According to local media reports, Maldivians and Sri Lankan expatriates are protesting near the Maldives President’s home, urging authorities to expel Gotabaya Rajapaksa from the island nation.

On Saturday, Rajapaksa had announced that he would step down on Wednesday amid mass scale protests against him that saw protesters storming the presidential palace and other key government institutions over the weekend. However, hours before he was due to hand in his resignation, the 71-year-old fled Sri Lanka for the Maldives, along with his wife and two bodyguards.

READ | Want everything taken from us to be returned, says protester as Sri Lankan crisis deepens

Anger over President Gotabaya Rajapaksa’s flight brought Sri Lankans back out on the streets.
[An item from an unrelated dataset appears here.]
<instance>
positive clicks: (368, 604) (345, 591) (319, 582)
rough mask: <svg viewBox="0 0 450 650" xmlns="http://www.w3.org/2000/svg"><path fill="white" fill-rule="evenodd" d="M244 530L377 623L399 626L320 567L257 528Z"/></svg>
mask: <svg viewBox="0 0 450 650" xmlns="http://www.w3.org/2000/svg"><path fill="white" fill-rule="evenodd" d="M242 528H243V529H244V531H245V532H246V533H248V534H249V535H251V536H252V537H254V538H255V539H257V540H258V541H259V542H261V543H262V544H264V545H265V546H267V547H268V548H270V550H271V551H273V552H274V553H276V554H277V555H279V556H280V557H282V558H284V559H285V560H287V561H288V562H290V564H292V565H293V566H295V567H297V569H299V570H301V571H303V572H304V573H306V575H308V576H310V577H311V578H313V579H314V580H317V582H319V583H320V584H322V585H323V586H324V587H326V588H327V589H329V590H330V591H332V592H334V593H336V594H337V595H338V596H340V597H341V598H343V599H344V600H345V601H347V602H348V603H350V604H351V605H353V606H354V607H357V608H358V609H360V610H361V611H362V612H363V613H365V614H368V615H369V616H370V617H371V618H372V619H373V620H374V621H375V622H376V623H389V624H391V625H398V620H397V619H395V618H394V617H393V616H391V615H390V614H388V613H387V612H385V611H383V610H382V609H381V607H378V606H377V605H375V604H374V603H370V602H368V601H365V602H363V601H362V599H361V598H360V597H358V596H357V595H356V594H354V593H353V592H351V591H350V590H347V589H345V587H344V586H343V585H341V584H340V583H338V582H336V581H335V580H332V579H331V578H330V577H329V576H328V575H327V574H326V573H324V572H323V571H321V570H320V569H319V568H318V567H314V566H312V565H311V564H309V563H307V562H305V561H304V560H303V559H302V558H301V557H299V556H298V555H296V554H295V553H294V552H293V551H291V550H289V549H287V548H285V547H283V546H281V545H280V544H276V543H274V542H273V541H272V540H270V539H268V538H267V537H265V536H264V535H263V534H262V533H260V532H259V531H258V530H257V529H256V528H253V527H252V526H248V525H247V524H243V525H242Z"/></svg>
Thousands of protesters demanding that Prime Minister Ranil Wickremesinghe also step down rallied outside his office compound. The protests took a violent turn as people broke barricades and scaled walls, prompting security personnel to lob tear gas shells and resort to baton charge to disperse the crowds.

As the protests escalated outside the prime minister’s office, Ranil Wickremesinghe, now the acting president, imposed a state of emergency that gives broader powers to the military and police, and declared an immediate curfew in the western province that includes Colombo.

Sri Lanka, a country of 22 million people, is under the grip of an unprecedented economic turmoil, the worst in seven decades, leaving millions struggling to buy food, medicine, fuel and other essentials. Prime Minister Wickremesinghe last week said Sri Lanka is now a bankrupt country.